I’m the first to admit I like my salt. I have pink salt, rock salt, black lava salt, garlic salt, salt with iodine and chilli salt in my collection. But too much of a good thing is not ok – especially for my arteries. So is there such a thing as healthy salt?
According to Bondi Harvest’s Guy Turland, ‘healthy’ is all about traceability, balance and moderation. In fact, Guy uses salt regularly when dishing up tasty meals. In a chat with him, he discussed using Tasman Sea Salt – an Aussie brand that farms its salt from pristine waters using sustainable farming methods. According to Tasman Sea Salt, their salt is one of the purest natural sea salts available. “The water on the east coast of Tasmania is incredibly clean, pure and rich in vital minerals and nutrients, resulting in a salt that is clean and naturally lower in sodium than other gourmet salts, and yet naturally high in potassium.”
Here, Guy shares his tasty kitchen tips for choosing healthy salt, cooking with it, seasoning and his delicious Cured Salmon Tartine recipe …
Q. Is there such a thing as a healthy salt?
“It’s all about balance. My ethos is towards real food and no matter what, everything should be eaten in moderation. Salt is natural – it’s in the ocean, in the air and in the earth. If you are not using too much of it and its chemical-free, then I don’t see an issue.”
Q. What do you look for when choosing produce that you use in your restaurant and recipes?
A. “I’m an advocate for supporting local, artisan, seasonal and ethical producers. We have world-class local produce in our backyards, so I do my research and whenever possible choose Australian product to support Australian businesses and farmers.”
Q. How much salt should people use in their cooking?
A. “I’m a chef, so I always season to taste.”
Q. Which is your salt of preference and why?
A. “Tasman Sea Salt. I love an Aussie product. Not only does it have a great flavour, but to know that the production process is sustainable and environmentally friendly, and that the salt is also 100% natural, is a bonus.”
Q. How can we use healthier salts in our meals?
A. “I would replace normal table salt for a healthier salt. I am also a fan of using salts for curing meat or fish.”
Q. What tips do you have for choosing healthy salt?
A. “Do your research.
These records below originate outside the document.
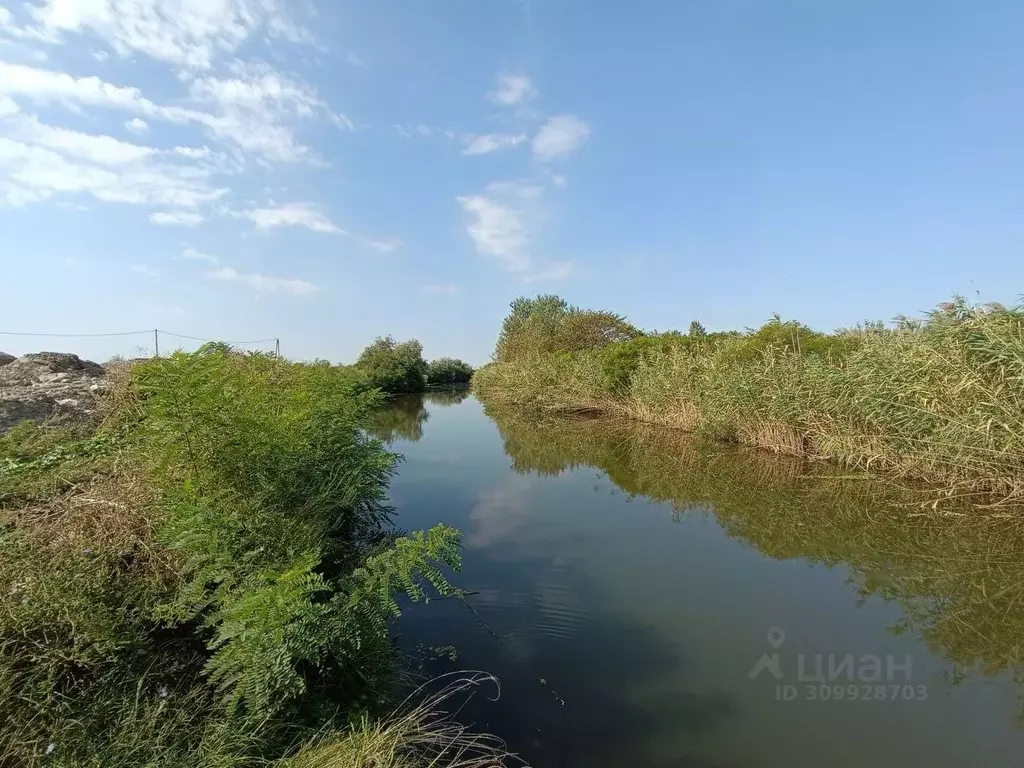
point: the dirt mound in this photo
(48, 386)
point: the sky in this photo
(327, 172)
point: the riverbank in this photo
(204, 572)
(940, 400)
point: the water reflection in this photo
(404, 415)
(445, 397)
(958, 577)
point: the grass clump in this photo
(209, 577)
(449, 372)
(392, 367)
(941, 400)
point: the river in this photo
(650, 600)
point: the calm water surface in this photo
(627, 581)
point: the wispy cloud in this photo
(445, 288)
(293, 214)
(188, 36)
(555, 270)
(493, 141)
(512, 90)
(148, 271)
(561, 135)
(501, 222)
(384, 245)
(263, 283)
(176, 218)
(190, 254)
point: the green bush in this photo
(940, 400)
(449, 371)
(393, 368)
(222, 580)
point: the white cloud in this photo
(196, 153)
(384, 245)
(92, 147)
(189, 34)
(446, 288)
(293, 214)
(190, 254)
(562, 134)
(177, 218)
(257, 107)
(558, 180)
(254, 111)
(501, 222)
(8, 107)
(32, 172)
(493, 141)
(553, 271)
(512, 89)
(148, 271)
(263, 283)
(498, 229)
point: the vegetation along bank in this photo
(205, 574)
(939, 399)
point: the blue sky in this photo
(327, 172)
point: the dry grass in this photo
(942, 404)
(415, 736)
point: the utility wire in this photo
(196, 338)
(126, 333)
(135, 333)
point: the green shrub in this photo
(221, 581)
(548, 325)
(394, 368)
(940, 400)
(449, 371)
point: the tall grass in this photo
(942, 402)
(957, 576)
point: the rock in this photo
(58, 387)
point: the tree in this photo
(392, 367)
(449, 372)
(548, 324)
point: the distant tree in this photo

Look at labels and if it’s processed, then avoid it.”
Cured Salmon Tartine Recipe
Makes: 10 portions
Cooking Time: 12 hours
- 1kg Salmon or trout cleaned and skinned
- 3 lemons
- 3 limes
- 3 oranges
- 1 cup of salt
- 1 cup of sugar
- 1tbs fennel seeds
- 1 bunch dill
- 1 bunch mint
- 1 avocado, sliced
- 1tbs sugar
- 1 cup apple cider vinegar
- 1 cup water
- 1 Cucumber, sliced into ribbons
- 1kg Sourdough
- Chop mint and dill then using a micro plain grate lemon, orange and lime rind directly on the herbs chopping board then give a mix, Roll salmon in herb citrus mix covering the both sides.
- To make curing salt; in a container larger enough to fit the salmon mix salt, sugar, fennel seeds, Add herby salmon and coat in curing mix.
- Place a plate on top then weigh it down with a rock or weight (about 500g). This helps the flavour and salt penetrate the salmon resulting in a better cure. Place in the fridge for at least 12 hours.
- After 12 hours lightly was, pat dry and enjoy (the fish will last at least a week.
- To pickle cucumber, place a pan on a low heat then mix water, vinegar, sugar and a pinch of salt and warm until dissolved.
- Poor over cucumber slices and let sit for 5 minutes to tenderize.
- To plate layer avocado on toasted sour dough then top with sliced salmon and cucumber ribbons.